Language and Function
The written word in both of these examples supplement their overall meaning; it is not central to either work, as they could function as funerary objects without it. However, language has power in both cases. Egyptian craftsmen found hieroglyphs as a necessary means to ensure the protection and deliverance of Thutmose, as pictorial representations of deities were not enough. Hieroglyphs come from the living, the deceased, and the gods, showing a sort of universality that connects all beings - including those who read the inscription. They move one into a spiritual realm that offers prayers to Thutmose.
On the other hand, the language on the Roman relief is far from spiritual; it is entirely sociopolitical. It offers background for who the figures are and what rank and relation they hold in life and in death. The pictorial imagery also helps one relate the figures and their positions in the human world, if they choose not to read the inscriptions. Language, while still important to the relief and the name of Publius Gessius, is less important than that on the sarcophagus.
Readings from Class/Conclusion
I feel like the analysis of these two works was possible with the readings completed in the course so far; yet, I don’t necessarily want to force a connection with the McLuhan or the Liu - the latter in particular would be difficult to apply to this analysis. However, I think the framework of affordances and losses in Plato’s “Phaedrus” works well here. I see few losses considering the intended functions of each object - pictorial text does a well enough job, but the text lends the utmost affordance of adding extra information that could not be conveyed as well without it.

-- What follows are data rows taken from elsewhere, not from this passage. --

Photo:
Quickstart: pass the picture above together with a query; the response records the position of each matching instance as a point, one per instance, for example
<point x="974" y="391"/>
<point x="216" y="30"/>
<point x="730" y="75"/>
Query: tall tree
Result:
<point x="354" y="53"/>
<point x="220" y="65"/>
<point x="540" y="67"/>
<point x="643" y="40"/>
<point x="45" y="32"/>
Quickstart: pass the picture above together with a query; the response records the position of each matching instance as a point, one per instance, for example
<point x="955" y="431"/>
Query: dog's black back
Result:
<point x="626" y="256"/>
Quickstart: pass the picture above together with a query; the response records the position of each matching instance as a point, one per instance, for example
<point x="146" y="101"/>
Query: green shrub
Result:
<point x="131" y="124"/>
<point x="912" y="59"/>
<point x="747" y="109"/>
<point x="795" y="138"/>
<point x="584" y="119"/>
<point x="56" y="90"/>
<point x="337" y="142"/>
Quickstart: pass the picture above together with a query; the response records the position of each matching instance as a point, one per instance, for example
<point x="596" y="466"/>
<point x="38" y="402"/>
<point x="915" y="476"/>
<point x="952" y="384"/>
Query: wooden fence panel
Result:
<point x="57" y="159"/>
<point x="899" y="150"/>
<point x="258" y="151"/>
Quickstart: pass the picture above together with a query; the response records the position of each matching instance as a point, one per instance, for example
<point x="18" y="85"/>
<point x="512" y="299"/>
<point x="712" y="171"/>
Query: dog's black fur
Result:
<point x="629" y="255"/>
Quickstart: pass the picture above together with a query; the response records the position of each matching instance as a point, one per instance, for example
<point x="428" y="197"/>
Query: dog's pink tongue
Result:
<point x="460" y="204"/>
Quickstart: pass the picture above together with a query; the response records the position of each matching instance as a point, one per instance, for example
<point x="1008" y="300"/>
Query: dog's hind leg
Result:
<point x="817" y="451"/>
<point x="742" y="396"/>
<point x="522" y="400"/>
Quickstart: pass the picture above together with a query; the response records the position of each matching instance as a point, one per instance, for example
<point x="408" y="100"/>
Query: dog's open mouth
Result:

On the other hand, Butler’s piece raises the question of whether or not the text is necessary. Egyptian and Roman tradition deemed textual language necessary - yet, one could surmise the function of each funerary object without it, if in theory one could not read, write, or speak.
The Gleick reading definitely help set the scene for ancient readings and the origin of language. I would like to end this lab with the following quote, which serves as a good entry point into how the textual information interacted with these funerary traditions in Egyptian and Roman culture: “Information has been detached from any person, detached from the speaker’s experience. Now it lives in the words, little life-support modules. Spoken words also transport information, but not with the self-consciousness that writing brings” (39).